A Five-Minute Fix for Building Trust in Teams
Building Trust with your team is important, so is not wasting time.
In the high-octane world of commissioned sales, time quite literally is money. Yet, the teams that consistently outperform are rarely just an assembly of lone wolves. They're connected units built on trust, which is reinforced by leadership.
Enter the 5-minute check-in.
These brief, intentional conversations aren't about micromanaging or rehashing yesterday's numbers (we all get enough of that in formal meetings). They're about the human connection that turns colleagues into allies.
Stop watches ready? Go.
60 seconds on personal well-being
180 seconds on professional needs
60 seconds on immediate action
Ding! That's it.
"How's life treating you?" might seem trivial when quotas loom, but acknowledging that your teammate had a flooded basement, or their kid scored the winning goal creates connection faster than any team-building exercise involving trust falls (and we've all had enough of those).
The Science Behind The Check-In
Richard Barrett, founder of the Barrett Values Centre, explains this phenomenon brilliantly in his Leadership Trust Matrix. Barrett identifies four essential components that build lasting trust:
Character – Your integrity and authenticity
Competence – Your skills and ability to deliver results
Compassion – Your genuine care for others' well-being
Consistency – Your reliability over time
The 5-minute check-in brilliantly addresses all four dimensions. By performing these at a regimen (consistency), demonstrating expertise by offering solutions (competence), genuinely inquiring about personal matters (compassion), and being authentic in your interactions (character), you hit every quadrant of Barrett's matrix in under five minutes.

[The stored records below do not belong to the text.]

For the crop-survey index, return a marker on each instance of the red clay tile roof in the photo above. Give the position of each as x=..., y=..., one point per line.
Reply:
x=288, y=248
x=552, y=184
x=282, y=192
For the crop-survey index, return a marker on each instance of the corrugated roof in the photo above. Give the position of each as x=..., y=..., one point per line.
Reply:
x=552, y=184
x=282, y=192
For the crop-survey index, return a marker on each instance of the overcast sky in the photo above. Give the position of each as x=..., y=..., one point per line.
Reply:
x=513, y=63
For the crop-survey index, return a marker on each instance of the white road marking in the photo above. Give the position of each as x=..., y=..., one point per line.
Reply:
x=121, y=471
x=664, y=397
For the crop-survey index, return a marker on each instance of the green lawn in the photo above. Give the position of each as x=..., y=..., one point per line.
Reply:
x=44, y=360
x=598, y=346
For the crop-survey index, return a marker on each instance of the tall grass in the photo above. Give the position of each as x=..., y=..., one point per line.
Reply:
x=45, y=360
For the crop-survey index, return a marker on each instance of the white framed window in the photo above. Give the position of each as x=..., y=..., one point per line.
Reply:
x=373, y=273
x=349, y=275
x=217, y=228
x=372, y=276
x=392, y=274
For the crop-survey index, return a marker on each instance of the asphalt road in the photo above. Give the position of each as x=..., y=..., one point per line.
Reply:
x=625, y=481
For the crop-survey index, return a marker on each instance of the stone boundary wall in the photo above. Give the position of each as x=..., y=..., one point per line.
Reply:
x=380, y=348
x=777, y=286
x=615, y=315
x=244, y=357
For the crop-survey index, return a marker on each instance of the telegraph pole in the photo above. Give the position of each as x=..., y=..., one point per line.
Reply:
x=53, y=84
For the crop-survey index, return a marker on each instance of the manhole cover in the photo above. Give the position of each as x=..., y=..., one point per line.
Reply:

Key Takeaway: The beauty of the Leadership Trust Matrix lies in consistency. A five-minute investment, three times a week, compounds like interest. Before long, team members who might have hidden their true nature and full potential, becomes the colleague who shares more, defines and collapses on more opportunity. This is because you've built something more valuable than commission – mutual trust that spans Barrett's entire matrix.